Just ordered these 2!


----------



## YogisMom (Jul 7, 2020)

MysticBettas said:


> Just ordered these 2!
> 
> View attachment 1029545
> 
> View attachment 1029546


They are adorable!


----------



## itsme_bettafishlover (Mar 16, 2021)

So happy for ya!


----------



## Seqathe (Apr 17, 2021)

Oh how pretty - and exciting with new fish! I have never seen a betta with yellow color before (I'm also super new to fish keeping!) so that was interesting to see. You should post an update once they arrive.


----------



## MysticBettas (Jul 16, 2020)

I will! They should arrive later this week


----------



## mutesammy (Mar 19, 2020)

their color is amazing!


----------



## m.c.sparkie (Apr 8, 2021)

Oh the yellow is so beautiful!


----------



## SeaPickle (Apr 27, 2021)

I’ve never gotten fish online before (I’m also very new to all this), so I hope they get to you fine!


----------



## betta_for_life3928 (Apr 28, 2021)

MysticBettas said:


> Just ordered these 2!
> 
> View attachment 1029545
> 
> View attachment 1029546


SUPER COOL!!!! I hope you are very happy with your new fish!


----------



## MysticBettas (Jul 16, 2020)

They both arrived safe and healthy today!


----------



## betta_for_life3928 (Apr 28, 2021)

MysticBettas said:


> They both arrived safe and healthy today!


good!

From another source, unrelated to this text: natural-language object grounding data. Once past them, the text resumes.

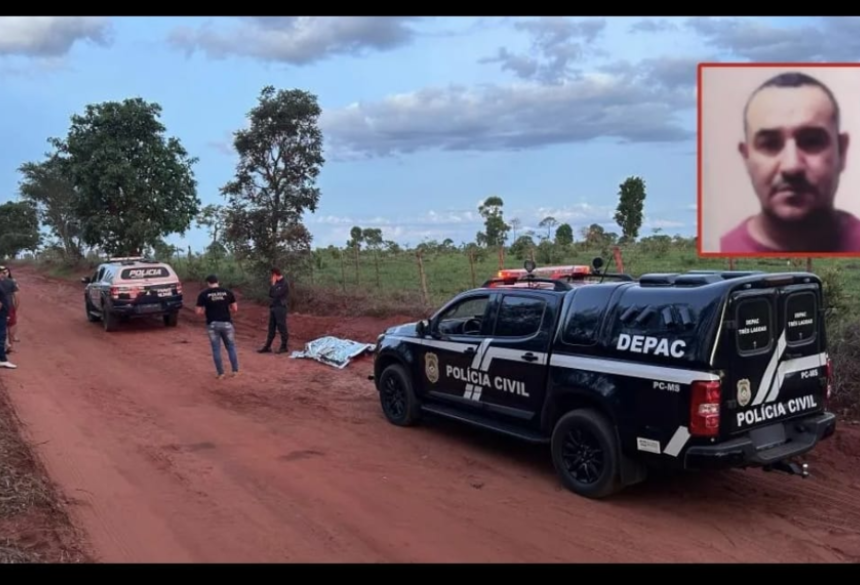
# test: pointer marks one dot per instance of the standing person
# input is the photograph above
(10, 287)
(218, 303)
(278, 293)
(4, 313)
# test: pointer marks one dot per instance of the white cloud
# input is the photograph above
(50, 36)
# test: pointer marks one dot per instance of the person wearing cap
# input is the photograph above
(5, 303)
(10, 287)
(217, 303)
(278, 293)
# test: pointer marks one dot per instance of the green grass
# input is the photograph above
(334, 288)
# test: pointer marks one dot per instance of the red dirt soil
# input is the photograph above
(293, 461)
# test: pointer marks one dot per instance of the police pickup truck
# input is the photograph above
(700, 370)
(132, 287)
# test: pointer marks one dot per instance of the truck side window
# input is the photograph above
(519, 316)
(800, 314)
(464, 318)
(585, 316)
(755, 328)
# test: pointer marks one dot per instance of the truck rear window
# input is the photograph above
(800, 309)
(755, 325)
(144, 272)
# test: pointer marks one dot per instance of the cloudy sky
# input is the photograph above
(423, 117)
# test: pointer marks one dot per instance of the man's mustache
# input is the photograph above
(793, 184)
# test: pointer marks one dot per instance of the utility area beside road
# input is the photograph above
(293, 461)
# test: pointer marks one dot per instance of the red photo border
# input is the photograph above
(725, 64)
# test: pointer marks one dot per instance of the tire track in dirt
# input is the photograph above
(293, 461)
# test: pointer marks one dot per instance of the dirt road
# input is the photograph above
(293, 461)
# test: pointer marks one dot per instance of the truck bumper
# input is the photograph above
(142, 309)
(764, 446)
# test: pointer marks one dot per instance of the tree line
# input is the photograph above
(116, 184)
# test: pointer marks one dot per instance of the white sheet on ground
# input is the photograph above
(333, 351)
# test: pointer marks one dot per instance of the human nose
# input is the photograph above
(791, 159)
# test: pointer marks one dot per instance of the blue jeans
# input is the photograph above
(223, 331)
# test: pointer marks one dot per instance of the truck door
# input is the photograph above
(778, 371)
(514, 364)
(445, 360)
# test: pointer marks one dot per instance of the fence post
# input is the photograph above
(472, 267)
(423, 276)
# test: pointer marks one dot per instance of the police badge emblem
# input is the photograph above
(431, 367)
(744, 392)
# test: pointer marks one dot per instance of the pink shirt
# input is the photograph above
(740, 241)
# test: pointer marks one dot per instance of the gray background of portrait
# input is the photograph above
(727, 195)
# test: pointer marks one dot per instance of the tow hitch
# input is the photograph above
(790, 467)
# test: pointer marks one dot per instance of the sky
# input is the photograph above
(423, 118)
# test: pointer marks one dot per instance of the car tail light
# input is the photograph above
(705, 409)
(131, 292)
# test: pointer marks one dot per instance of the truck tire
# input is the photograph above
(89, 310)
(397, 397)
(585, 454)
(109, 320)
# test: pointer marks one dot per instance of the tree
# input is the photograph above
(564, 235)
(280, 157)
(631, 200)
(496, 230)
(134, 185)
(548, 222)
(19, 228)
(48, 186)
(213, 217)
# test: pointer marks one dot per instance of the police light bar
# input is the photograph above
(546, 271)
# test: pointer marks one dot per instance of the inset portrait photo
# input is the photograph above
(779, 170)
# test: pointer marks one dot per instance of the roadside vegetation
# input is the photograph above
(117, 156)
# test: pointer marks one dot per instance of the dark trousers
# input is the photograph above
(277, 322)
(3, 357)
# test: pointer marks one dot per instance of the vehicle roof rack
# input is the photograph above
(562, 284)
(527, 282)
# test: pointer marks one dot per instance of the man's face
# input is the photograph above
(793, 152)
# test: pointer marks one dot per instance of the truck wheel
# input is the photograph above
(89, 308)
(397, 397)
(585, 454)
(109, 320)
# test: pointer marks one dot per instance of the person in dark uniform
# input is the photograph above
(5, 303)
(218, 304)
(279, 294)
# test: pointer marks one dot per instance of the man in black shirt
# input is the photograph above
(218, 303)
(5, 303)
(277, 312)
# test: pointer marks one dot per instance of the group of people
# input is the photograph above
(9, 302)
(219, 304)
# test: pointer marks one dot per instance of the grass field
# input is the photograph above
(391, 284)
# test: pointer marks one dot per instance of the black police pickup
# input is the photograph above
(125, 288)
(699, 370)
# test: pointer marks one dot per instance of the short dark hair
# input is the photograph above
(794, 79)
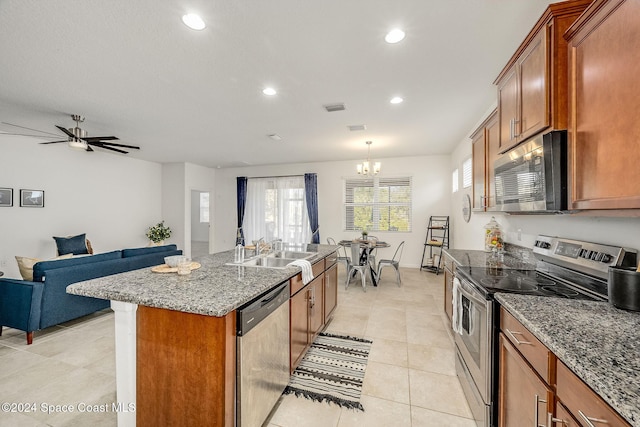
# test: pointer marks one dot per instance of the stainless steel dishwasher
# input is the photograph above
(262, 356)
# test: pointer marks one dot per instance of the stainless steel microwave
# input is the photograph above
(533, 176)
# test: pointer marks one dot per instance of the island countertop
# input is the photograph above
(597, 341)
(215, 289)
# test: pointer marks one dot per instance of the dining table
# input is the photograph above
(366, 247)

Glad to hear they are all healthy!


----------



## m.c.sparkie (Apr 8, 2021)

I'd love to see some pictures of them in their new home once they're settled!


----------



## MysticBettas (Jul 16, 2020)

the other guy I’ve had trouble getting a good photo of so


----------



## m.c.sparkie (Apr 8, 2021)

MysticBettas said:


> View attachment 1029834
> 
> 
> 
> the other guy I’ve had trouble getting a good photo of so


So stunning!


----------



## betta fish lovver (Sep 15, 2021)

MysticBettas said:


> Just ordered these 2!
> 
> View attachment 1029545
> 
> View attachment 1029546


both of them are candy cois


----------